Even for something as unconventional as an electro-pop opera, Fleshtone, which is performed regularly at Holocene (1001 SE Morrison St., 239-7639), is unexpectedly odd. Last Friday, three women in skimpy red leotards hopped into water-filled buckets and slowly rubbed wet sponges over their bodies. In the background, a makeup-laden man hunched over a Mac and a table full of drum machines and instruments producing upbeat pop-electronic music. And then a grown man in a diaper entered the frame.

The most interesting thing about that show, even taking into consideration the giant diaper, is the fact that it was an entirely different beast than the local performance crew's debut on June 4, or any of the other shows since.

As a work-in-progress, each Fleshtone spectacle varies from its prior incarnation, as the writers and performers-led by the Snuggle Ups' Brett Whitman and diaper-clad Joe Bryan-continuously add to the story. While the show's debut followed the life and death of Momma Fleshtone, each subsequent show has featured an added scene of her rebirth while deleting another scene, resulting in a consistent hourlong run-time for each show.

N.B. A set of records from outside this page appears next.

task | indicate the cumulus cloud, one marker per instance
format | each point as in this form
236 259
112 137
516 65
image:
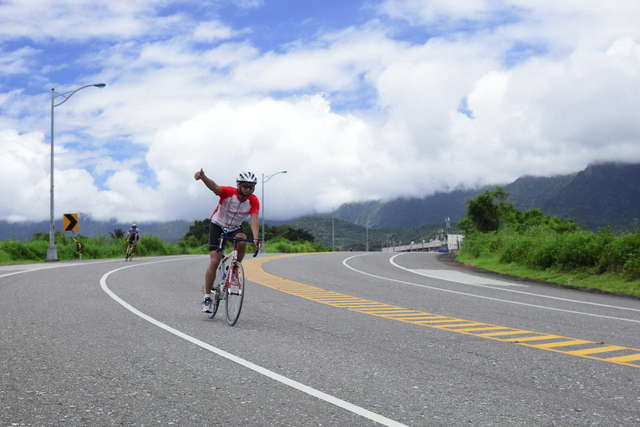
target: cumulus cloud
207 96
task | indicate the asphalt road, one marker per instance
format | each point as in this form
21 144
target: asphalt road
336 339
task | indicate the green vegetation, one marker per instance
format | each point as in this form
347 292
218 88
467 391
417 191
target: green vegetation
531 244
279 239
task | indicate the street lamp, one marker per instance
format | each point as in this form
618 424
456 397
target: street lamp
265 179
333 233
52 252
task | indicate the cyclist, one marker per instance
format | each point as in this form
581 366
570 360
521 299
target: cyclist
235 204
132 237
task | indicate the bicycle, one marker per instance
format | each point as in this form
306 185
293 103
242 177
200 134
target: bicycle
230 285
131 249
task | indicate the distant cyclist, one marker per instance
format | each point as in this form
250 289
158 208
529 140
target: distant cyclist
235 205
132 237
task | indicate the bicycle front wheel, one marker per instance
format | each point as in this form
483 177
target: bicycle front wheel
215 303
235 294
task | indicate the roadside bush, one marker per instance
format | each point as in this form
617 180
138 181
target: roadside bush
618 252
5 257
544 253
578 249
516 249
151 245
631 270
24 251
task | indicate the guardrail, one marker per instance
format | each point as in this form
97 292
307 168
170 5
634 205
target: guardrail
453 243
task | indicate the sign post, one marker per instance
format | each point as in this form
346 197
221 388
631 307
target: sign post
70 222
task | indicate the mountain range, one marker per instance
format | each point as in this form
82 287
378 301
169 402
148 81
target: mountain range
600 195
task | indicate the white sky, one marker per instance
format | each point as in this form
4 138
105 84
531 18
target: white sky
407 98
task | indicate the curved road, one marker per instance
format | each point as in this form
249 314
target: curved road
324 339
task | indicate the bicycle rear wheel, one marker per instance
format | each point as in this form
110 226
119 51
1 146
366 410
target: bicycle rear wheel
235 294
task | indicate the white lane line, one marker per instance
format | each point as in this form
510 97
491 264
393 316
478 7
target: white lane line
344 262
392 261
257 368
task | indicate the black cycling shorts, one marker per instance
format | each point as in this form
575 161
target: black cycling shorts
215 231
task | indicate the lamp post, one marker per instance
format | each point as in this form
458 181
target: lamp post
265 179
333 234
52 252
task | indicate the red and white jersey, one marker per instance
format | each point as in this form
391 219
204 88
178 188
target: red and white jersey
231 212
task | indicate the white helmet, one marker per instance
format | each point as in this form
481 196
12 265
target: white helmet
247 177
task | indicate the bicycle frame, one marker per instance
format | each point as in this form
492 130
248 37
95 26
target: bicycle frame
230 280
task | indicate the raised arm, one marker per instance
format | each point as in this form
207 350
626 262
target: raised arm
211 184
255 228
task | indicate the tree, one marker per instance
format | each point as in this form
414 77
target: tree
487 210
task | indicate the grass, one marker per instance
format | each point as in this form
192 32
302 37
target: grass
17 252
579 278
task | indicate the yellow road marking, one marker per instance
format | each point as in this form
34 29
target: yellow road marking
255 273
596 350
561 344
499 334
536 338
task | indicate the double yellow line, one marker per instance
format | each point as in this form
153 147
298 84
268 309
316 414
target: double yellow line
617 354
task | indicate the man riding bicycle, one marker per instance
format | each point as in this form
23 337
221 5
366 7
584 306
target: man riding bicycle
132 237
235 204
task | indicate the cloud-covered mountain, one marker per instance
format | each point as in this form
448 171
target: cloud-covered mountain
600 195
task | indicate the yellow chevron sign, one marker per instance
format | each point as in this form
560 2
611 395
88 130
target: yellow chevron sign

Yes, it's an ambitious narrative arc for an electro-pop opera. Yes, it's a multisensory feast that has featured genitalia-exposing hot-dog costumes, oversized metallic jungle gyms, precision choreography and outfits from both Ziggy Stardust and Eminem's closet. And no, it doesn't really jell.

While the male-heavy, slack-jawed crowd seemed largely entertained by Friday's show, the shout-outs were reserved for its softcore porn moments. But it wasn't just approval of the visually explicit-nods were issued when Momma Fleshtone waxed poetic about her clitoris or told her hungry man-child, "Get your thumbs off my titties." Why? Because, as we all know, boobies are hysterical, which is ultimately the catch-22 of something as ambitious and unreserved as Fleshtone. While the larger story and concept are present, and should be applauded, any attempt to appreciate or relay it is lost in the emphasis on skinny girls wearing weird-ass shit. KARLA STARR.